On the last trading day of 2017, wheat futures finished the year down, as did corn, while soybean futures finished the year up.
“Fundamentals have kept the funds positioned short corn and wheat for most of 2016 with global stocks record large while the funds have shifted to long soybean stance based on strong global demand for vegetable oils,” said Kim Rugel, at Benson Quinn Commodities.
Chicago wheat futures ended the year down some 13%, under pressure from the huge global harvest.
March wheat future settled up 1.0% on the day, at $4.08 a bushel.
And corn futures finished the year down about 2%, down for the fourth straight year in a row.
March corn futures settled up 0.4% on the day, at $3.52 a bushel.
But soybeans finished the year up some 14%, as January soybean futures finished the day down 0.6%, at $9.97 a bushel.
It was a day for end of year positioning, but attention was also focused on South America.
“Coming back from New Year holiday, focus will shift to South American weather where dryness in northeastern Brazil is raising some concern,” said Ms Rugel.
“Early New Year trade will focus on South American weather,” agreed Richard Feltes at RJ O’Brien.
At Country Futures, Darrell Holaday noted “a lot of debate around the Brazilian weather outlook”.
“The models for 11-15 days out have turned wetter in the last two days for some key dry areas in the eastern and northeastern production areas,” Mr Holaday said.
“Those that are bullish contend it will not be enough rain. Keep in mind that this areas normal rainfall in per month is around eight inches. So 50% below normal is still four inches.”
2This is what most of the debate centres around as the market sees four inches as plenty of moisture for soybeans in a month,” said Mr Holaday.
“Others argue it will trim yields.”
Mr Feltes also noted the “looming” prospect of the January supply and demand figures from the US Department of Agriculture, “where trade is bracing for negative news on first quarter corn feed use while soy market knows a lower than expected winter wheat area implies even more bean acres in 2017”.
And weather concerns are emerging in the US Plains.
“Cold temperatures appear back in the forecast in the 6-10 model for the Plains, and with little snowpack is some areas, talks winter wheat kill are likely next week as the temperatures move through,” said Paul Georgy at Allendale.
Weak soybean export sales
US wheat export sales, delayed due to the long weekend, came in above expectations, at 568,000 tonnes.
Corn export sales came in in line with expectations, at 958,600 tonnes.
US soybean export sales missed expectations slightly, at 974,100 tonnes.
“Sales were only half of what they were last week and this was the lowest sales total in 7 weeks,” said Joe Lardy, at CHS Hedging.
“The bean and corn numbers are down from prior weeks but one can attribute that to Christmas holiday,” said Ms Rugel.
Lack of global demand gives cocoa a rotten year
Cocoa futures were the big loser of 2016, finishing the year down some 33%.

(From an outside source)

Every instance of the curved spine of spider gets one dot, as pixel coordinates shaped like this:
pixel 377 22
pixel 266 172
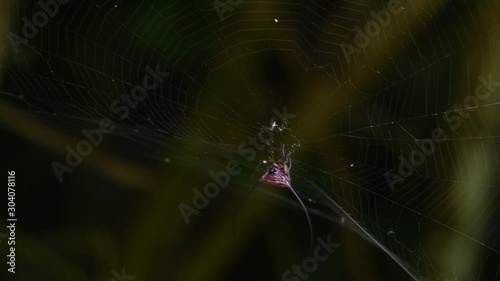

Prices have taken a pacing thanks to the prospect of a big West African crop, and a moribund global demand, which are pushing the market into surplus.
March New York cocoa settled down 1.8%, at $2,126 a tonne.
March London cocoa futures settled down 2.0%, at 1,732 pounds a tonne.
Sugar futures, in comparison, were a big winner, as traders caught on to the current global production deficit, caused in part by the lingering effects of the Asian drought caused by last winter’s El Nino, with front-month New York futures finishing up some 28%.
March raw sugar settled up 0.1%, at 19.51 cents a pound.
March whites sugar futures settled up 0.6%, at $524.20 a tonne.
Tighter robusta supplies
But sugar gains couldn’t match the huge rise in robusta in 2016.
Robusta futures have rocketed thanks to plummeting Brazilian production, and continued concerns over the crop in Vietnam.
March robusta coffee futures settled up 1.0% on the day $2,138 a tonne, leaving prices up some 40% on the year.
Arabica coffee futures finished the year up 8%, thanks to support from the robusta markets.
March arabica coffee settled up 1.2%, at 137.05 cents a pound.